- Oracle Java 8
sudo add-apt-repository ppa:webupd8team/java
sudo apt-get update
sudo apt-get install oracle-java8-installer
sudo apt-get install oracle-java8-set-default
- Maven
sudo apt-get update
sudo apt-get install maven
- Node.js 6.x and npm
curl -sL https://deb.nodesource.com/setup_6.x | sudo -E bash -
sudo apt-get install -y nodejs
- Go to project folder
- Run
mvn clean install
- Find new build in path
target/scraper.jar
- Install Ruby
sudo apt-get update
sudo apt-get install ruby
- Install Rake
sudo gem install rake
- Install Ant
sudo apt-get update
sudo apt-get install ant
- Clone repository framework_templates to the same parent folder
- Clone repository gexcloud as vagrant to the same parent folder
- Clone repository nutch-fork as nutch to the same parent folder
- Go to parent_folder/framework_templates/scraper
- Run
rake build_nutch
- Run
rake build_scraper
- Run
sudo rake build
- Clone appstore-apps to the same parent folder
- Go to parent_folder/appstore-apps
- Increment version in /appstore-apps/apps/scraper/build_config.rb
- Run
gex_env=main rake deploy:upload['scraper']
-
Build project
-
Application needs Consul, ElasticSearch and Nutch REST API running.

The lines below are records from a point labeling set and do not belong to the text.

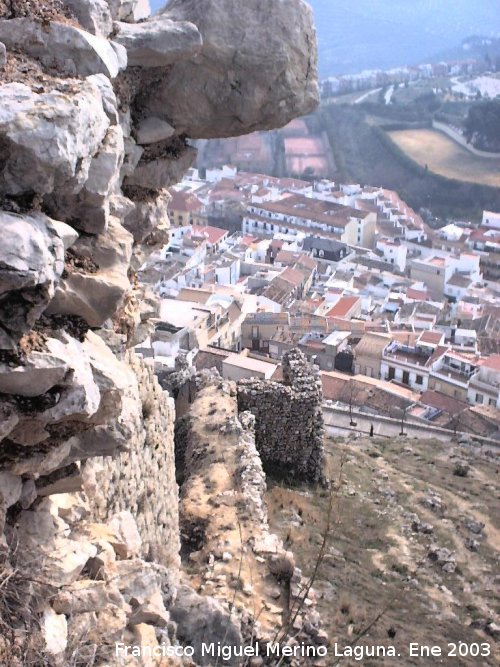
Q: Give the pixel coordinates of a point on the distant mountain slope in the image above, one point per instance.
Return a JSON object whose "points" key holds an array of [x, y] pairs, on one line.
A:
{"points": [[368, 34]]}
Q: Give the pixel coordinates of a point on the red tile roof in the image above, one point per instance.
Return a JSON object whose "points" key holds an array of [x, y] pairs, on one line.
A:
{"points": [[343, 306]]}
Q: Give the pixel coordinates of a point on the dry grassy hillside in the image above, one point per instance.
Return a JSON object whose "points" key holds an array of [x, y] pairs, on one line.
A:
{"points": [[414, 539]]}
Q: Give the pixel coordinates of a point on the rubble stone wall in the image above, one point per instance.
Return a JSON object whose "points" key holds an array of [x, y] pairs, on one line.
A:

- Consul (https://hub.docker.com/r/progrium/consul/)
docker run -p 8400:8400 -p 8500:8500 -p 8600:53/udp -h node1 progrium/consul -server -bootstrap
- ElasticSearch (https://hub.docker.com/r/nshou/elasticsearch-kibana/)
docker run -d -p 9200:9200 -p 9300:9300 -p 5601:5601 nshou/elasticsearch-kibana:kibana4
- For Nutch API run scraper docker container.
- Consul (https://hub.docker.com/r/progrium/consul/)
-
For logs you should create folder with path
/usr/local/scraper
with write permissions to all -
Run project from main class(io.gex.scraper.api.Main) with two parameters path_to_config and -dev
- Config file example
{ "appId":"1234", "webServerPort": 4567, "consulHost": "localhost", "consulPort": 8500, "nutchHost": "http://0.0.0.0", "nutchPort": 8081, "defScrapArchJob": { "urls": null, "crawlIndexesHost": "http://index.commoncrawl.org", "warcFilesHost": "http://commoncrawl.s3.amazonaws.com/", "crawlLinksLimit": null, "fromYear": 2017, "toYear": 2017, "fetchThreadsNum": 32, "elastic": { "host": "0.0.0.0", "port": 9300, "clusterName": null, "indexName": "scraper", "type": "scrap_old_data" } }, "defScrapJob": { "urls": null, "depth": 2, "interval": 7200, "extractArticle": false, "elasticIndexName": "scraper" } }
- Config file example
-
Go to http://0.0.0.0:3000. By default for debug start up two web servers: java web server on port 4567 and node.js web server on port 3000 which proxy java web server for dynamically adding assets.